Bild: Der Autor Sherko Fatah
Es ist schwer zu begreifen, welchen Weg die abwesende Hauptfigur dieses
Romans einschlägt: Naima ist gerade 20 Jahre alt, sie führt ein freies
Leben in Berlin, hat tolerante Eltern, ein ganzes Leben vor sich, wie man
denken könnte. Doch sie verschwindet von einem auf den anderen Tag, soll
sich dem IS in Syrien angeschlossen haben. Dort folgt sie den Gesetzen der
Scharia, unterstützt ihre neuen Glaubensbrüder und -schwestern im Kampf
gegen den Westen.
Der eigentliche und anwesende Protagonist [1][des Romans „Der große Wunsch“
von Sherko Fatah] ist Murat. Er ist der Vater von Naima. Murat reist von
seiner Heimat Berlin aus ins türkisch-syrische Grenzgebiet, um seine
Tochter zu finden. Er heuert Mittelsmänner an, die nach ihr suchen sollen.

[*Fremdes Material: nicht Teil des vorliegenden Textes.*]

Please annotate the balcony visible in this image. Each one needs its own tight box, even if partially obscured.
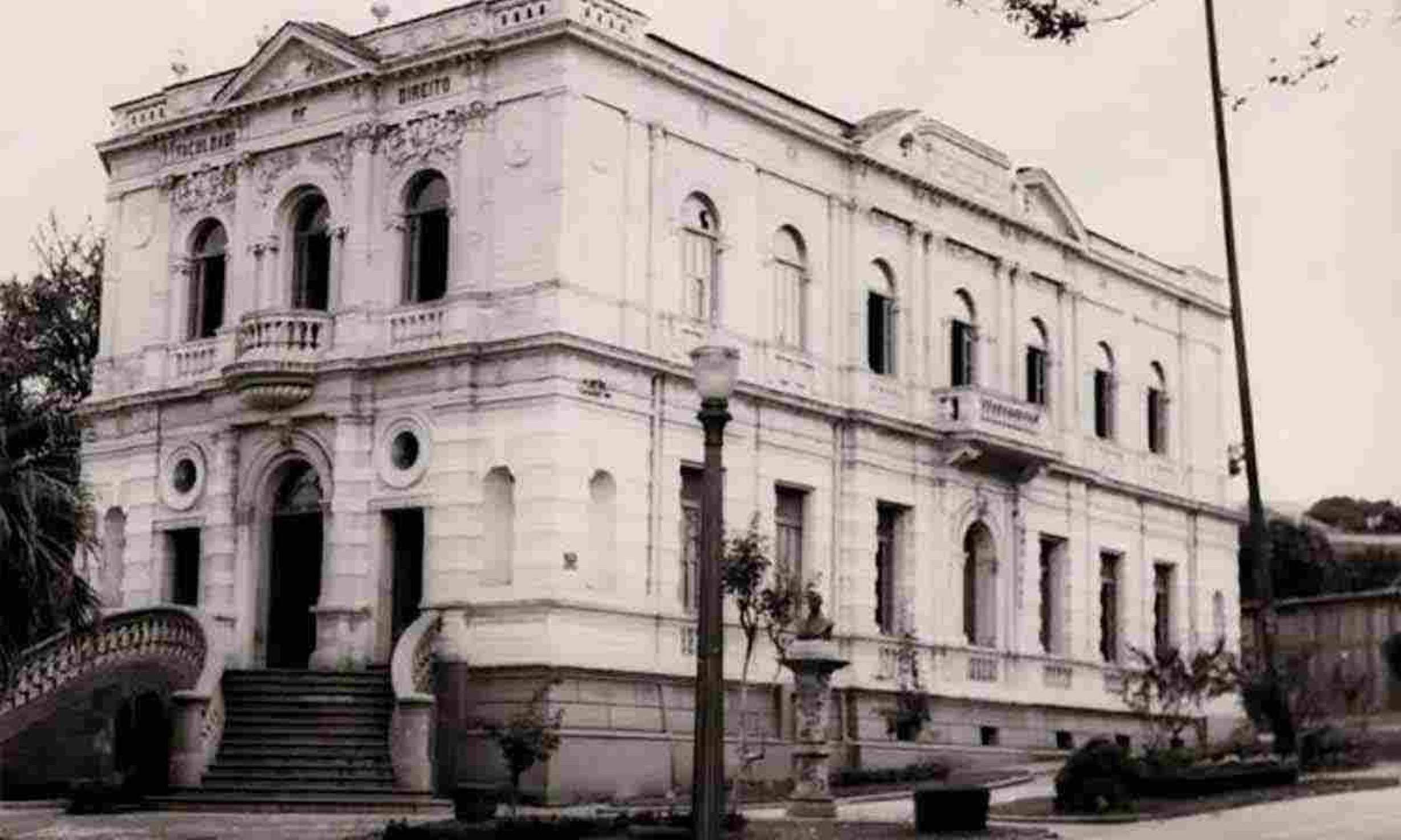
[224,309,332,411]
[933,386,1061,482]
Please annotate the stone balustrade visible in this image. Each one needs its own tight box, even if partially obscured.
[389,610,443,792]
[0,606,224,787]
[237,309,332,361]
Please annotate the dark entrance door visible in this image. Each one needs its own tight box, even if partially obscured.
[267,463,322,668]
[385,508,423,650]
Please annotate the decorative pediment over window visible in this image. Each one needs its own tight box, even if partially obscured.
[1017,166,1084,242]
[849,109,1012,205]
[214,21,377,105]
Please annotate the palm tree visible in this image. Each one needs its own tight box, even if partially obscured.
[0,411,100,684]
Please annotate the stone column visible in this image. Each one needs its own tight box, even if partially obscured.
[783,638,848,818]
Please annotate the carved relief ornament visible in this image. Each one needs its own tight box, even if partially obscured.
[171,164,238,213]
[380,102,487,168]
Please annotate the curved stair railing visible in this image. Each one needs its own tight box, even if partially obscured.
[0,605,224,787]
[389,610,443,792]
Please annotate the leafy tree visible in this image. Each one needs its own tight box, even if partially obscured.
[720,514,801,795]
[1122,640,1240,749]
[482,680,565,813]
[0,214,104,682]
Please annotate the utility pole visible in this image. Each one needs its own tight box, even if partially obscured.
[1205,0,1294,755]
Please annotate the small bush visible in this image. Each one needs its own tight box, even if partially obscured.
[1299,724,1371,770]
[829,761,948,787]
[1055,736,1136,813]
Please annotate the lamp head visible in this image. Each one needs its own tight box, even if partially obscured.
[691,336,740,402]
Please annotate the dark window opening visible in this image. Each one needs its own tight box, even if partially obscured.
[186,223,229,339]
[1094,370,1114,439]
[1153,563,1172,650]
[866,291,895,375]
[773,486,807,580]
[1100,552,1119,662]
[165,528,200,606]
[1147,388,1167,455]
[291,193,331,311]
[875,504,899,634]
[384,508,423,650]
[1027,347,1046,406]
[404,174,449,304]
[948,321,976,388]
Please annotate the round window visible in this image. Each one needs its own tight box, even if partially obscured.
[171,458,198,494]
[389,431,419,469]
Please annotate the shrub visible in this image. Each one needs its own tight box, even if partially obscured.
[1055,736,1135,813]
[831,761,948,787]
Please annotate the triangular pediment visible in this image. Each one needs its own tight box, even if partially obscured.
[1017,168,1084,242]
[214,21,376,105]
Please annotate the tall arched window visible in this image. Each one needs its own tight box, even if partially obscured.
[482,466,516,584]
[773,227,807,349]
[186,218,229,339]
[404,172,450,304]
[1027,318,1051,406]
[1094,341,1118,439]
[866,259,897,375]
[291,190,331,311]
[963,522,997,647]
[1146,361,1167,455]
[948,288,978,388]
[585,470,618,591]
[681,193,720,322]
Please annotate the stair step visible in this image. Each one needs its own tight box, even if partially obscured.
[149,791,453,816]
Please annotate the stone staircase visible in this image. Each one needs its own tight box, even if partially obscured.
[156,669,451,815]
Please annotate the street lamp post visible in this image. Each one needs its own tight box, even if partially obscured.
[691,340,740,840]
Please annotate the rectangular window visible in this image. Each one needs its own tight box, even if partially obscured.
[1100,552,1119,662]
[773,484,807,580]
[681,230,715,321]
[1147,388,1167,455]
[948,321,975,388]
[773,262,807,347]
[1027,347,1046,406]
[1041,533,1065,654]
[681,466,704,612]
[1094,371,1114,439]
[1153,563,1172,648]
[165,528,200,606]
[866,291,895,375]
[875,503,902,634]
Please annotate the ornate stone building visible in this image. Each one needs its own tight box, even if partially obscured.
[85,0,1240,795]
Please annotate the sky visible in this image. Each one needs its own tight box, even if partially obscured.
[0,0,1401,503]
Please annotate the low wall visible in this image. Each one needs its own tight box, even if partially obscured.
[434,665,1142,802]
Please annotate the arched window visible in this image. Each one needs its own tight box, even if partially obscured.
[866,259,897,375]
[584,470,618,591]
[1146,361,1167,455]
[948,288,978,388]
[681,193,720,322]
[1027,318,1051,406]
[101,507,126,607]
[404,172,450,304]
[1094,341,1118,441]
[773,227,807,349]
[291,190,331,311]
[186,218,229,339]
[482,466,516,584]
[963,522,997,647]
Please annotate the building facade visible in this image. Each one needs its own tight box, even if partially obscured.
[84,0,1240,792]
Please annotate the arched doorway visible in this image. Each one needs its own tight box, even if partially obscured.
[266,460,322,668]
[963,521,997,647]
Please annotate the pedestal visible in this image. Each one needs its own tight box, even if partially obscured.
[783,638,846,818]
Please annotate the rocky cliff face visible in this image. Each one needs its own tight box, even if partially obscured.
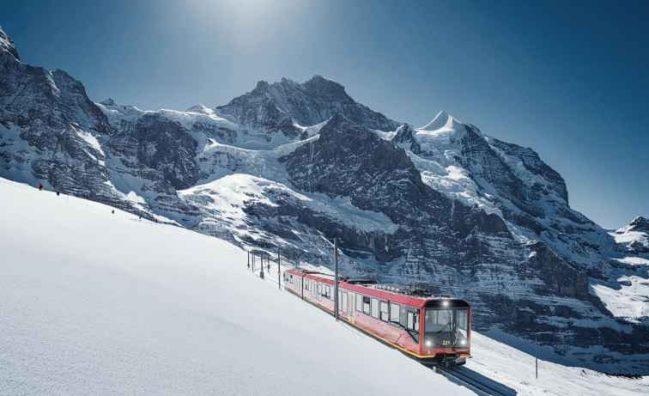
[0,30,649,374]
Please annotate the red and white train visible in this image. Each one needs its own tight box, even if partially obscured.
[284,268,471,365]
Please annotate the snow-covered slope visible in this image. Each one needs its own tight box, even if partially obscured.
[0,179,469,395]
[0,30,649,374]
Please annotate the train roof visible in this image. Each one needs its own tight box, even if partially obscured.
[287,268,469,308]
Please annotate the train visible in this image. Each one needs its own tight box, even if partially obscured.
[283,268,471,367]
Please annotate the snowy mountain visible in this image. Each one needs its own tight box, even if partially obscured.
[0,27,649,374]
[5,178,649,395]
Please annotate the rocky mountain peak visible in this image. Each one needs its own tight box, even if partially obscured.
[215,75,399,136]
[0,26,20,60]
[302,74,353,102]
[187,103,214,115]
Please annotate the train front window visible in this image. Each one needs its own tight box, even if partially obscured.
[424,308,469,347]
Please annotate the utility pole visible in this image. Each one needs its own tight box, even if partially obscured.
[534,332,539,379]
[334,238,338,320]
[259,254,268,279]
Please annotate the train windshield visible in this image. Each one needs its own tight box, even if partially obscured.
[424,308,469,348]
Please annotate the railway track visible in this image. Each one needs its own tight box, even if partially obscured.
[434,366,516,396]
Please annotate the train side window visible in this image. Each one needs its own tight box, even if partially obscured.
[379,301,390,322]
[371,298,379,319]
[406,312,415,330]
[363,296,370,315]
[390,303,401,323]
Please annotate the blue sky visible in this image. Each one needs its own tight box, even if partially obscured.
[0,0,649,227]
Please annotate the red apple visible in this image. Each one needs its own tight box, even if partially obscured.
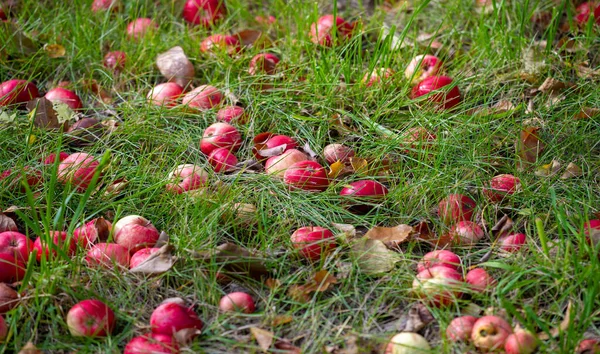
[0,253,25,283]
[248,53,279,75]
[323,144,355,165]
[129,248,160,269]
[200,34,242,55]
[283,160,329,191]
[504,329,538,354]
[446,316,477,342]
[182,85,223,111]
[265,149,308,178]
[58,152,100,192]
[123,333,179,354]
[411,76,460,109]
[103,50,127,70]
[465,268,496,293]
[147,82,183,107]
[0,80,40,107]
[438,194,477,225]
[67,300,116,338]
[166,164,208,194]
[500,234,527,252]
[308,15,354,47]
[150,299,204,336]
[219,292,255,313]
[33,231,77,262]
[208,148,238,172]
[217,106,248,124]
[417,250,461,273]
[44,87,83,110]
[361,68,394,87]
[183,0,227,28]
[404,54,442,84]
[0,231,33,264]
[412,266,462,306]
[483,174,521,202]
[200,122,242,155]
[290,226,336,261]
[114,215,160,253]
[471,316,513,351]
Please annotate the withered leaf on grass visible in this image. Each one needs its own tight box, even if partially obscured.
[194,243,269,280]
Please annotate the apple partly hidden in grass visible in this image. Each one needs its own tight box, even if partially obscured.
[127,18,158,40]
[417,250,461,273]
[483,174,521,202]
[248,53,279,75]
[0,79,40,107]
[67,299,116,338]
[446,316,477,342]
[58,152,100,192]
[150,299,204,336]
[465,268,496,293]
[181,85,223,111]
[504,329,538,354]
[385,332,431,354]
[33,231,77,262]
[166,164,208,194]
[200,122,242,156]
[147,82,183,107]
[471,316,513,351]
[219,291,255,313]
[283,160,329,191]
[438,194,477,225]
[0,231,33,264]
[412,266,463,306]
[114,215,160,253]
[290,226,336,261]
[411,76,460,109]
[123,333,179,354]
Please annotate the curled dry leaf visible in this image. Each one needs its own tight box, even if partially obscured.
[130,245,176,275]
[156,46,195,87]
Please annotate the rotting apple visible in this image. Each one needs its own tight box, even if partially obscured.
[504,329,538,354]
[411,76,460,109]
[85,243,129,269]
[114,215,160,253]
[465,268,496,293]
[471,316,513,351]
[417,250,461,273]
[0,231,33,264]
[182,0,227,28]
[412,266,463,306]
[283,160,329,191]
[166,164,208,194]
[0,79,40,107]
[200,122,242,156]
[219,291,256,313]
[248,53,279,75]
[58,152,100,192]
[438,194,477,225]
[67,299,116,338]
[446,316,477,342]
[483,174,521,202]
[33,231,77,262]
[290,226,336,261]
[123,333,179,354]
[404,54,442,84]
[129,248,160,269]
[181,85,223,111]
[127,18,158,40]
[147,82,183,107]
[150,299,204,336]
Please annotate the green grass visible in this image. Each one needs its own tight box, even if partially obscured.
[0,0,600,353]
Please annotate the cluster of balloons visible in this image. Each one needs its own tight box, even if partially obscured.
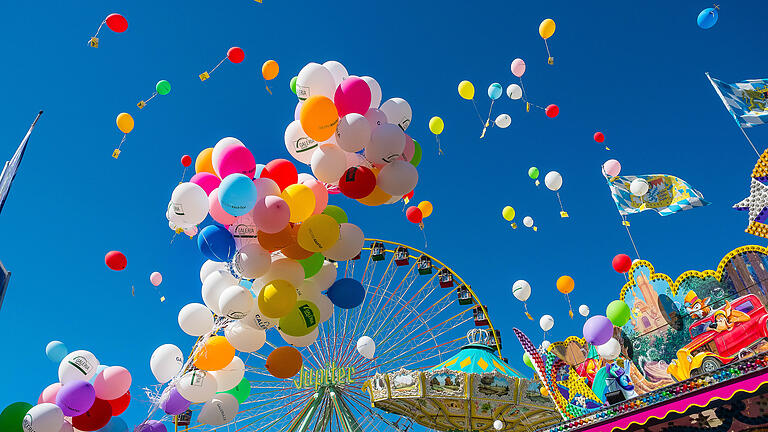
[284,61,421,206]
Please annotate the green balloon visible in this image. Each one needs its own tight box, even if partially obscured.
[605,300,630,327]
[155,80,171,96]
[299,252,325,279]
[224,378,251,403]
[323,204,349,224]
[0,402,32,432]
[411,140,421,166]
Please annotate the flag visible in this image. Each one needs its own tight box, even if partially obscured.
[707,74,768,128]
[0,111,43,212]
[608,174,709,216]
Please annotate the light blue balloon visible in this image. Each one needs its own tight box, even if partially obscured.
[488,83,503,100]
[219,174,258,216]
[45,341,69,363]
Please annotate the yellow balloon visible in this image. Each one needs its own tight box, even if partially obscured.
[296,213,340,252]
[539,18,555,39]
[280,184,315,223]
[416,201,432,218]
[258,279,298,318]
[429,117,445,135]
[117,113,133,133]
[459,80,475,100]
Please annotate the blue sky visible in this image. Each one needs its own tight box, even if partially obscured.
[0,0,768,426]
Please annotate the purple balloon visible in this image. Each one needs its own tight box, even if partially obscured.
[56,380,96,417]
[160,387,190,415]
[583,315,613,346]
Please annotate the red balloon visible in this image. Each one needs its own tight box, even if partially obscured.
[613,254,632,273]
[104,14,128,33]
[227,47,245,63]
[405,206,424,223]
[72,398,112,431]
[104,251,128,271]
[544,104,560,118]
[260,159,299,190]
[595,132,605,142]
[339,165,376,199]
[107,391,131,416]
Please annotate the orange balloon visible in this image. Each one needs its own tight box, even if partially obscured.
[195,147,216,175]
[557,276,575,294]
[266,346,303,379]
[194,336,235,371]
[299,96,339,142]
[261,60,280,81]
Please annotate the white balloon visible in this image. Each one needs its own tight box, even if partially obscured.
[512,279,531,301]
[365,123,410,167]
[22,403,64,432]
[149,344,184,384]
[224,322,267,352]
[336,113,371,153]
[323,224,364,261]
[360,76,381,108]
[357,336,376,360]
[176,370,218,403]
[219,285,253,319]
[179,303,213,336]
[170,182,208,226]
[310,144,347,184]
[544,171,563,191]
[379,98,413,132]
[59,350,99,384]
[296,63,336,100]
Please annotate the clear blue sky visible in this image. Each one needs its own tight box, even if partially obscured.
[0,0,768,426]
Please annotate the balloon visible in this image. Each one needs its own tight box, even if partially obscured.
[59,350,99,384]
[224,322,267,352]
[629,178,650,197]
[544,171,563,191]
[149,344,184,384]
[197,225,237,262]
[115,113,133,134]
[266,346,303,379]
[178,303,213,336]
[459,80,475,100]
[327,278,365,309]
[611,254,632,273]
[227,47,245,63]
[336,113,371,153]
[377,159,419,196]
[512,279,531,301]
[493,114,512,129]
[509,58,525,77]
[104,251,128,271]
[539,18,555,39]
[310,143,348,183]
[556,275,575,294]
[582,315,613,346]
[45,342,68,363]
[488,83,504,100]
[176,370,217,403]
[605,300,631,327]
[603,159,621,177]
[539,315,555,332]
[429,116,445,135]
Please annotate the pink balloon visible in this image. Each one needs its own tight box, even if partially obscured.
[93,366,131,400]
[218,146,256,178]
[333,77,371,117]
[189,172,221,196]
[208,188,236,226]
[251,195,291,234]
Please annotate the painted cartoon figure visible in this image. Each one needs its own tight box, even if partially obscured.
[684,290,712,320]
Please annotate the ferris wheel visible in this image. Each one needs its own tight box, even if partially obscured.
[171,239,512,432]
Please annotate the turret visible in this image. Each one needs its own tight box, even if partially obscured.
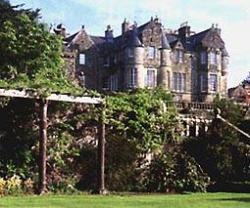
[221,48,229,76]
[54,23,66,38]
[122,19,130,34]
[159,30,171,89]
[105,25,114,43]
[125,25,144,88]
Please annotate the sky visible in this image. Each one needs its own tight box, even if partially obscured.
[10,0,250,87]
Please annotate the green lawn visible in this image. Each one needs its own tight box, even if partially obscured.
[0,193,250,208]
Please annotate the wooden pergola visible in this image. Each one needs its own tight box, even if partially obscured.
[0,88,106,194]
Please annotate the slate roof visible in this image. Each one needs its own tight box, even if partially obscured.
[65,21,229,56]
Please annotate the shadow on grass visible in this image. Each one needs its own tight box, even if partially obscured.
[216,197,250,203]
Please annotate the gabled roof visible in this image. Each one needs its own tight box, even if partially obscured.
[65,20,229,56]
[161,31,171,49]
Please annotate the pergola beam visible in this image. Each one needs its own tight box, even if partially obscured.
[0,88,106,194]
[0,89,102,104]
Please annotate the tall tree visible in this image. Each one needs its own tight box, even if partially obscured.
[0,0,83,193]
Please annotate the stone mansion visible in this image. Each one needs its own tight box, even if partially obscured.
[54,17,229,102]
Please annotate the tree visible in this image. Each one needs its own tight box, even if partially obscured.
[0,0,84,193]
[0,0,81,93]
[186,99,250,188]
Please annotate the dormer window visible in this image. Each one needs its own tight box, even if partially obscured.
[209,74,217,92]
[209,51,217,65]
[200,51,207,64]
[145,68,156,88]
[79,53,86,65]
[128,48,134,58]
[148,46,156,59]
[103,57,110,67]
[175,49,184,63]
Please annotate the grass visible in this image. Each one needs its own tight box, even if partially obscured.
[0,193,250,208]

Von ihnen bekommt er Sprachnachrichten zugespielt, die von Naima stammen
sollen. Auch sein alter Freund Aziz soll ihm helfen. Naimas Mutter Dorothee
und er leben nicht mehr zusammen, doch das Verschwinden der Tochter bringt
sie wieder näher zueinander.
„Der große Wunsch“ ist wie ein Thriller erzählt. Murat weiß nie, welche
Informationen über Naima vertrauenswürdig sind, auch Aziz scheint nur die
halbe Wahrheit zu sagen. Im Kern aber ist Sherko Fatahs jüngstes Werk eine
Auseinandersetzung und Reflexion über die Ideologie des Islamismus. Murat
sinniert auf seiner Reise, die ihn schließlich über die südosttürkische
Stadt Şanlıurfa nach Rakka führt, darüber, was jemanden dazu bringen
könnte, sich einer islamistischen Terrorgruppe anzuschließen. „Es gibt eine
Wildnis, […] in der sich Glauben in etwas Blutrünstiges verwandelt“, denkt
Murat einmal. Diese Wildnis ist Thema des Buchs.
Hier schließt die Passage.